Like those petals unfurling in spring, like warm evening sun in summer, like the deep blush of everything in autumn, like the glittering light sparkling through windows after a night of snow.

So beautiful that a curious thought occurs to me, and I hunker down to add another stanza.

I plan to love so deeply that it should need replenishing every evening – except somehow it never does. I plan to feel everything, to let every tear drop, plump and wet and unrestrained, and to kiss every time like I know the world is ending, like the meteor’s already knocking at our door.

I put the pen down. This is new.

“Oh, are you done?” Saffron sits down next to me, smoothing out the skirt of her dress. “Can I read it?”

Instinctively I angle the notebook away from her. I’ve never written anything like that before. Not about…

Oh, for fuck’s sake. I’m twenty years old. I can write a poem with the word ‘kissing’ in it. And, besides, I want to see what Saffron’s reaction is. It might not be aimed at her specifically, but I’d still like to know what her face will do when she reads it. Whether she’ll blush so prettily again.

“Sure.” I pass the notebook to her and watch.

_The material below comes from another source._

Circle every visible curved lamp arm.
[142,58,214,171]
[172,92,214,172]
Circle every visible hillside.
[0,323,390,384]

Her mouth arches into a smile as she reads. “I love this,” she says, pointing to the middle stanza.

I don’t say anything, I just wait.

I watch her eyes fly over the last stanza until she reaches the last line and…

Something flutters through my chest, landing soft as a feather and making a home right in the centre.

Her flush is back. She doesn’t even look at me as she hands the notebook back. “I love it,” she says. “Ithink this is my favourite one I’ve read yet.”

“Yeah?” I say. “Really?”

She forces herself to look at me. “Really.”

I don’t know what I’m doing. I don’t know how I’m feeling. I just know I want to be close to her – closer than just sitting next to her on the log, my leg brushing against hers.

“You have a leaf in your hair,” I say softly, reaching out and gently pulling it from her golden strands.

“Th-thanks.”

Her chest moves without rhythm, like she’s concentrating so hard on breathing that she has forgotten how to do it without conscious thought. She blinks, and it’s as if it’s to scatter something inside her. “I wonder how that could possibly have got there.”

“Me too,” I say, shaking my head. “One of life’s great mysteries.”

Saffron has a laugh in her smile as she stands up, brushing herself off. “Come on, Holloway, we’ve got a list to finish.”

I follow her up. “Of course. We’ve got to finish what we started.”

But the thought flickers in me as we keep on searching through the woods. I think something is starting with Saffron. Something new.